In banking’s transaction-based supply chain, demand forecasting and planning can yield significant operational benefits.
by Genevieve Mbama, November 2013
Integrated value chain planning has received limited consideration in the banking industry. However, with the supply chain of banks globally becoming more complex and regulated, converging and synchronizing demand forecasting and supply and design chain planning to optimize operations can yield significant benefits, including the reduction of costs and the increase of income from products and services.
The value chain of banks is based entirely around the production of services that relies on cash—in both physical and electronic form—as the "raw materials," with depositors, lenders and borrowers as customers that appear at both the beginning and the end of the chain. In addition, there is also the multiple network of distribution channels and platforms through which products and services are offered to or accessed by customers. As banks leverage new technologies and collaborate with third-party service providers to optimize service delivery across these channels, the emergence of eBanking—as well financial inclusion products such as mobile money, mobile banking, electronic wallets, and agency banking—are adding to the complexity of the banking supply chain and driving adoption of the value chain concept to banking.
Integrating the value chain will help with the synchronization of processes and functional silos, drive compliance, and optimize sales fulfillment and service delivery.
The value chain of banks is unique because cash is at the center of consumption of a bank’s products and services by customers. Consequently, whenever customers use these products and services, there is movement of cash in and out of the bank. The demand chain relates to customer utilization of products and services across all distribution and consumption channels, such as ATMs, branches, mobile devices, and Internet and point-of-sale terminals, that leads to cash outflows in the form of withdrawals, transfers, payments and borrowing. The supply chain also relates to the utilization of products and services that leads to cash inflows in form of deposits, on-lending, and investment in financial instruments and the bank’s cash reserve. The third part of the value chain relates to the design chain—the research, design and development of products and services.
Integrating the value chain will help with the synchronization of processes and functional silos, drive compliance, and optimize sales fulfillment and service delivery. Such improvements will increase customer satisfaction, speed to market, and the bank’s agility in responding to change.
Implementing integrated value chain planning technology and processes throughout a bank’s value chain will yield a number of benefits:
Demand forecasting and planning involve sensing and forecasting the consumption of products and services that lead to cash outflow. It requires identifying customer usage patterns and trends in products and services such as credit/loans, cards, online purchases, transfers and payments. It also includes anticipating and forecasting the impact of regulatory policies of the reserve bank that may lead to an increase in the cash reserve with the bank. Demand planning helps in managing supply chain volatility, liquidity crises and unplanned losses.
Supply chain planning requires better demand visibility to monitor the consumption of products and services that result in cash inflow and impact optimal cash levels. This includes the frequency, trends and sources of in cash inflows into various customer accounts, such as savings, current, collections and short-term investment accounts. Banks can develop what-if scenarios and plans to manage cash supply gaps and minimize costs. Such planning will also help to improve the asset-liability management strategy.
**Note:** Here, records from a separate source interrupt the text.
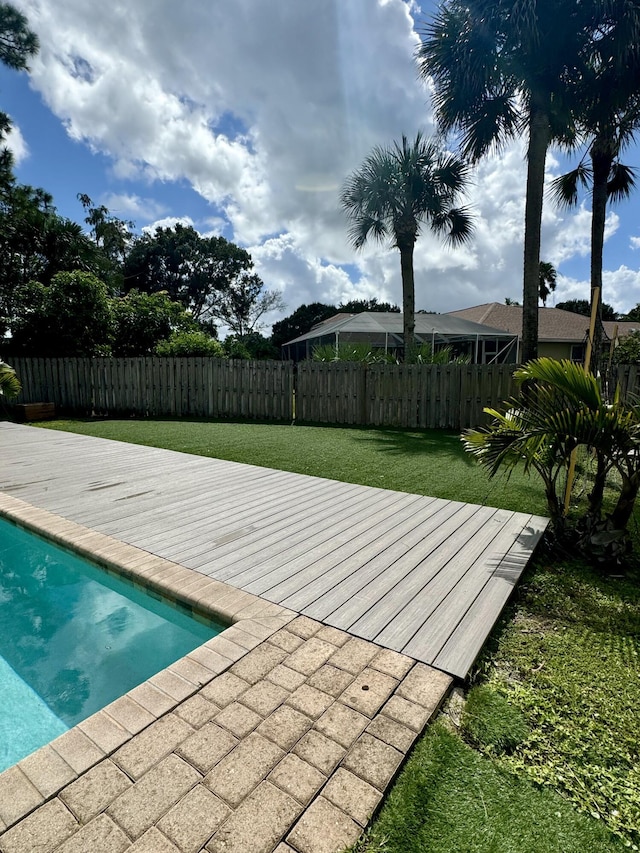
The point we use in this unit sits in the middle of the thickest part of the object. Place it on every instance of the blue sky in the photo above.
(245, 118)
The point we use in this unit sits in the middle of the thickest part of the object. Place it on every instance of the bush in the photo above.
(190, 344)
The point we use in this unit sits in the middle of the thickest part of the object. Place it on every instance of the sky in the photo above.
(244, 119)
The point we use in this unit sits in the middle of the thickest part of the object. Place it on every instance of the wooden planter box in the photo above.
(35, 411)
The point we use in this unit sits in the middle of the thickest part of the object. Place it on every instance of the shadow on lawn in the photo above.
(405, 443)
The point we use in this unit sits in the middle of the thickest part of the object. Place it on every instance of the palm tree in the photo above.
(394, 193)
(610, 117)
(9, 382)
(501, 68)
(547, 281)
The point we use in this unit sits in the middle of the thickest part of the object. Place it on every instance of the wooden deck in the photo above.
(420, 575)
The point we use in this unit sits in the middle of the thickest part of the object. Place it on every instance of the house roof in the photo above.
(390, 323)
(554, 324)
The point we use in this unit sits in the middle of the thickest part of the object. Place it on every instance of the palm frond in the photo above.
(564, 190)
(621, 183)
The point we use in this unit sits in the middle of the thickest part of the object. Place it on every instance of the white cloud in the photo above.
(264, 108)
(16, 143)
(125, 205)
(620, 288)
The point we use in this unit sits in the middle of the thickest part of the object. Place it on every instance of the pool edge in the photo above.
(39, 776)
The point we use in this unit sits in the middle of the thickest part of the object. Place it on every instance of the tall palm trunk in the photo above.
(539, 138)
(601, 161)
(408, 301)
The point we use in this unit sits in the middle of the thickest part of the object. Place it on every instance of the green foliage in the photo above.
(490, 722)
(194, 343)
(628, 349)
(142, 320)
(70, 317)
(242, 304)
(352, 352)
(192, 269)
(300, 322)
(17, 42)
(561, 409)
(396, 192)
(568, 657)
(9, 382)
(450, 798)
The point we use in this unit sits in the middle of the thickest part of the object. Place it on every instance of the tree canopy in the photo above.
(396, 192)
(192, 269)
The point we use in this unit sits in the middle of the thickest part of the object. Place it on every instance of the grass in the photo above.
(555, 764)
(424, 463)
(449, 798)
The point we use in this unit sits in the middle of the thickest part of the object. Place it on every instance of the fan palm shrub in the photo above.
(562, 409)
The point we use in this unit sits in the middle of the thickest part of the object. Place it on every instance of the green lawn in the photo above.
(565, 657)
(388, 458)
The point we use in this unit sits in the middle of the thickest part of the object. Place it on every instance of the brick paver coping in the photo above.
(289, 748)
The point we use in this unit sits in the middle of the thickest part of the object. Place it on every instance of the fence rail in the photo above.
(199, 387)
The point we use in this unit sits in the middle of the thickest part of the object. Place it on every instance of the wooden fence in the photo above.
(421, 396)
(446, 396)
(198, 387)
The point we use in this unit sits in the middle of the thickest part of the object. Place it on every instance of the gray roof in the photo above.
(380, 323)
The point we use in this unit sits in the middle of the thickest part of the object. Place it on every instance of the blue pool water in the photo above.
(73, 638)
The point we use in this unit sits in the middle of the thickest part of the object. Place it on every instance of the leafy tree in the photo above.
(359, 306)
(501, 67)
(192, 269)
(610, 117)
(393, 194)
(17, 44)
(300, 322)
(258, 346)
(548, 279)
(190, 344)
(142, 320)
(70, 317)
(36, 243)
(111, 235)
(582, 306)
(242, 304)
(563, 409)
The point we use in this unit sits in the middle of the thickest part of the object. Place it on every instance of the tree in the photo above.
(583, 306)
(36, 244)
(610, 117)
(564, 410)
(501, 67)
(17, 44)
(111, 235)
(142, 320)
(242, 304)
(394, 193)
(192, 269)
(300, 322)
(547, 281)
(70, 317)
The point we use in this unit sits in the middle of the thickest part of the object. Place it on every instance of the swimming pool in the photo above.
(74, 638)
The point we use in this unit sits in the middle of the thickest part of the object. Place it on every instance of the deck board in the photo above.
(416, 574)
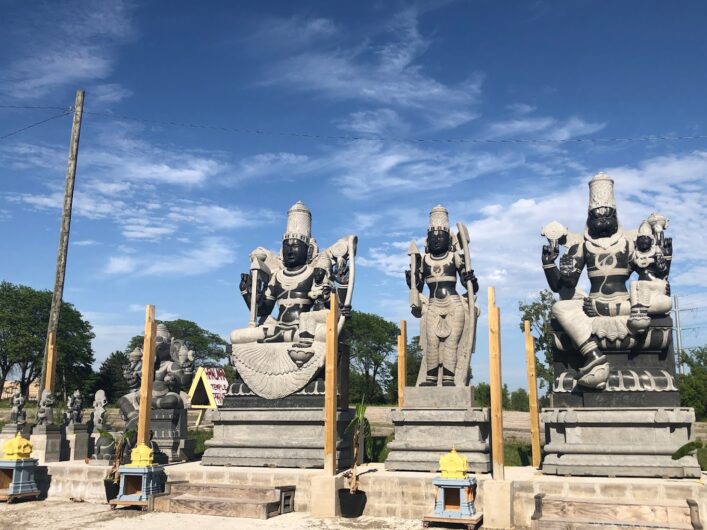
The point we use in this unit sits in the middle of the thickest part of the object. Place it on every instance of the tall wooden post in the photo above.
(141, 455)
(330, 371)
(46, 379)
(496, 385)
(532, 395)
(402, 362)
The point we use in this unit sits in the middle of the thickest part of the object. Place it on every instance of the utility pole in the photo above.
(678, 332)
(46, 380)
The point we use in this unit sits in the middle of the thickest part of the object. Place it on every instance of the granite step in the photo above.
(226, 500)
(569, 513)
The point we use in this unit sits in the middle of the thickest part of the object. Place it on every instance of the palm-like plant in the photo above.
(360, 427)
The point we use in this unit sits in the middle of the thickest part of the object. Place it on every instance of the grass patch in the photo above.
(200, 435)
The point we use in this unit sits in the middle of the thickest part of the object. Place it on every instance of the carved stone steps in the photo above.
(225, 500)
(567, 513)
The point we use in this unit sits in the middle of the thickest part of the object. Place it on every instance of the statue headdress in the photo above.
(299, 223)
(439, 218)
(601, 192)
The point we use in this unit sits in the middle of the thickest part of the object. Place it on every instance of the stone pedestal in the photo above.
(432, 422)
(171, 438)
(46, 443)
(275, 437)
(75, 443)
(630, 442)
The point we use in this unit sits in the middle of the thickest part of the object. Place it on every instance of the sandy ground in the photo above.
(53, 515)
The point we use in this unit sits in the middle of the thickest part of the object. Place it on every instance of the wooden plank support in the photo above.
(402, 362)
(532, 395)
(496, 385)
(142, 454)
(330, 371)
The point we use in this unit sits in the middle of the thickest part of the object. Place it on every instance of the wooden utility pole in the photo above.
(330, 371)
(142, 454)
(46, 380)
(496, 386)
(402, 362)
(532, 395)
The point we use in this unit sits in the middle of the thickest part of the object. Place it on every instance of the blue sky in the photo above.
(168, 214)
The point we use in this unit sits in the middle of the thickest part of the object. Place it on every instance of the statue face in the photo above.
(294, 253)
(437, 242)
(644, 243)
(602, 222)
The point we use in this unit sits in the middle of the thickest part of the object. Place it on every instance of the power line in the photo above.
(65, 113)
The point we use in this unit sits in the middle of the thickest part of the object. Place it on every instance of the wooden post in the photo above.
(142, 454)
(496, 384)
(402, 362)
(532, 395)
(46, 379)
(330, 371)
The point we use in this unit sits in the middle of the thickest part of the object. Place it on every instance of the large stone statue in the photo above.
(18, 414)
(277, 356)
(616, 409)
(272, 414)
(74, 412)
(439, 413)
(448, 322)
(609, 316)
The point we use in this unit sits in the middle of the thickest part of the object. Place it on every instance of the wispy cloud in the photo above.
(65, 44)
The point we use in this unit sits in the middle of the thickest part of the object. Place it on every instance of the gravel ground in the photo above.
(74, 516)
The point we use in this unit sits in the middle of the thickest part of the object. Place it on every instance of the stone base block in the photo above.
(275, 437)
(46, 443)
(171, 436)
(434, 420)
(629, 442)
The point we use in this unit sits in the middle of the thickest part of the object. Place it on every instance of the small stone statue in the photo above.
(17, 414)
(74, 414)
(278, 356)
(446, 330)
(99, 411)
(45, 410)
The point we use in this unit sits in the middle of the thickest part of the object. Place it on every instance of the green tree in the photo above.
(209, 348)
(24, 316)
(413, 359)
(110, 376)
(693, 385)
(519, 400)
(538, 312)
(373, 340)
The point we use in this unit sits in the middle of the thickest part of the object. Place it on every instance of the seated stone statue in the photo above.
(446, 331)
(609, 317)
(277, 356)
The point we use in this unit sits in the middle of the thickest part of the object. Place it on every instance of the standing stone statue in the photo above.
(277, 356)
(446, 331)
(45, 410)
(616, 408)
(74, 414)
(439, 414)
(18, 414)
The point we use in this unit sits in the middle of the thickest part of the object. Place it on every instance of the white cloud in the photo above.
(70, 44)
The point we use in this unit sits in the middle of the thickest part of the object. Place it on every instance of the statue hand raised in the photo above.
(549, 255)
(245, 284)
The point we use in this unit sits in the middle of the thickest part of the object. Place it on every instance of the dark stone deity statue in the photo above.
(173, 373)
(74, 412)
(615, 320)
(17, 413)
(45, 410)
(448, 324)
(278, 355)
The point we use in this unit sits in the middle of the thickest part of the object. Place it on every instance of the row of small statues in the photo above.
(45, 409)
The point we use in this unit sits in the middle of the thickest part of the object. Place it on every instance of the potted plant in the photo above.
(352, 500)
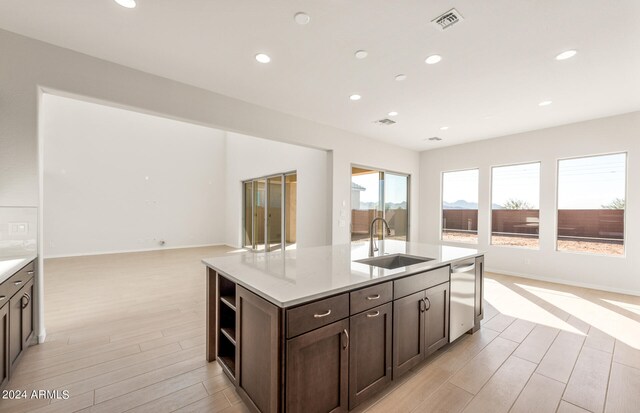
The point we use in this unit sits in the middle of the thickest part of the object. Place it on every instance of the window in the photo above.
(270, 212)
(460, 206)
(515, 203)
(376, 193)
(591, 204)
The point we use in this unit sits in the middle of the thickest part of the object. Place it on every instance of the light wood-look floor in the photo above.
(126, 333)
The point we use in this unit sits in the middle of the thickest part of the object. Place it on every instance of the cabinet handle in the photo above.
(323, 314)
(346, 339)
(28, 297)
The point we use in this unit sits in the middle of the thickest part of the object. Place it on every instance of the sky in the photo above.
(395, 187)
(583, 183)
(521, 182)
(460, 185)
(589, 183)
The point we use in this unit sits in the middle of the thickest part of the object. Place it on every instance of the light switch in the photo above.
(18, 227)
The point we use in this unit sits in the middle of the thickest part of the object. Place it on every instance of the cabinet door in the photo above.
(4, 345)
(27, 314)
(20, 322)
(318, 370)
(436, 318)
(479, 307)
(15, 329)
(258, 350)
(370, 353)
(408, 332)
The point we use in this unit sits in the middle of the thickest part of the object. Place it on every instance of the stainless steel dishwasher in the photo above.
(463, 290)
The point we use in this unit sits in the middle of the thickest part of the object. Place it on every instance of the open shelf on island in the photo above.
(227, 325)
(229, 300)
(230, 334)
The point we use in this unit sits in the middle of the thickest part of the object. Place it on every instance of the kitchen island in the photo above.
(314, 329)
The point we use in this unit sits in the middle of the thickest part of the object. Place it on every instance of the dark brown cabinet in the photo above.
(421, 326)
(317, 366)
(258, 338)
(4, 345)
(329, 354)
(20, 323)
(370, 353)
(16, 319)
(408, 333)
(436, 318)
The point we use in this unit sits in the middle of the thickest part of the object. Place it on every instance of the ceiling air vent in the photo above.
(448, 19)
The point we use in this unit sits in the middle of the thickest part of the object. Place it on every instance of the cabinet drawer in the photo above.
(421, 281)
(367, 298)
(14, 283)
(317, 314)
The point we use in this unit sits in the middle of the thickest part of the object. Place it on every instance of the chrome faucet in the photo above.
(371, 233)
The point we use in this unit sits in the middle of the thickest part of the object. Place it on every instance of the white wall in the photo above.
(97, 198)
(28, 65)
(249, 157)
(607, 135)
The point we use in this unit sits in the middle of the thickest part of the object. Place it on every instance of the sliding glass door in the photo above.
(376, 193)
(269, 212)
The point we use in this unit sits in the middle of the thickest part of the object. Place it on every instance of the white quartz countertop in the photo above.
(297, 276)
(11, 265)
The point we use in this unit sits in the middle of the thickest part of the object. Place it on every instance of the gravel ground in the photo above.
(592, 247)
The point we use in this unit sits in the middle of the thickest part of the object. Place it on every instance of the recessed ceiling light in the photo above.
(568, 54)
(301, 18)
(433, 59)
(129, 4)
(263, 58)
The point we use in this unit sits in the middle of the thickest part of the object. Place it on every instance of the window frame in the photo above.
(243, 227)
(382, 188)
(557, 202)
(441, 226)
(491, 186)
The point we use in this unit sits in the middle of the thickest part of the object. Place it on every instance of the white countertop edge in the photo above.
(411, 270)
(13, 264)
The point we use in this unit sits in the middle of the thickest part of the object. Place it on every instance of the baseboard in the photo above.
(565, 282)
(136, 250)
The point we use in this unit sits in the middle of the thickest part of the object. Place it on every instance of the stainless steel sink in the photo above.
(393, 261)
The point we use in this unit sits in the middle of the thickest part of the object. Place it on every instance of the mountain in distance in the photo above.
(388, 205)
(462, 204)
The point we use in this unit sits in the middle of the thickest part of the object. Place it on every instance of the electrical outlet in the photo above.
(18, 227)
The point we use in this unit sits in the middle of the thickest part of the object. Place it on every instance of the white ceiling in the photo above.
(497, 65)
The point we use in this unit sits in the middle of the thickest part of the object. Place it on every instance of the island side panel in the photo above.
(479, 300)
(259, 334)
(211, 313)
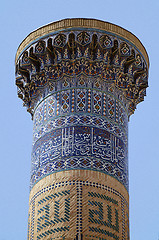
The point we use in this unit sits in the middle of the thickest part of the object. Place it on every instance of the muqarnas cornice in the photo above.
(106, 52)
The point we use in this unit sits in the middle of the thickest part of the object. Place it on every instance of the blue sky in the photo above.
(17, 20)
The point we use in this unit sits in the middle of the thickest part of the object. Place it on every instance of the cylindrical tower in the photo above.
(80, 80)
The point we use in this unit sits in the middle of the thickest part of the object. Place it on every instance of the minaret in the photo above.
(80, 79)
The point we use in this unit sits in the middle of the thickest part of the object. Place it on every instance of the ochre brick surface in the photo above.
(85, 202)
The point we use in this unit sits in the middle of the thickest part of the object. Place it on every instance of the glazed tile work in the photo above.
(80, 84)
(80, 132)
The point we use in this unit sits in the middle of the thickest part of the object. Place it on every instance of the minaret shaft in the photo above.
(80, 83)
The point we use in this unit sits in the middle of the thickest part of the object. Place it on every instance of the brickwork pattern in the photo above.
(64, 205)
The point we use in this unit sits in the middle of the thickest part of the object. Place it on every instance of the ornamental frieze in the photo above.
(73, 53)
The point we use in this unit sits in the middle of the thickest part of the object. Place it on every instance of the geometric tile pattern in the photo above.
(81, 125)
(103, 204)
Genevieve Mbama is director of Customer Strategy and Insight at Oracle, focusing on Europe, the Middle East and Asia.
Supply chain network optimization involves all distribution channels where cash is held and through which customers transact, including ATMs, branches and agent bank outlets. Banks need to monitor transactions at these locations and leverage modeling to forecast requirements and plan the logistics for distribution of cash and other transactional devices to these locations. This can reduce costs and optimize service levels.
The goal of integrated value chain planning in banks is to reduce the costs of funds and distribution, minimize excess cash, prevent cash shortages, and increase income-earning opportunities from customers’ utilization of products and services and investment of excess cash.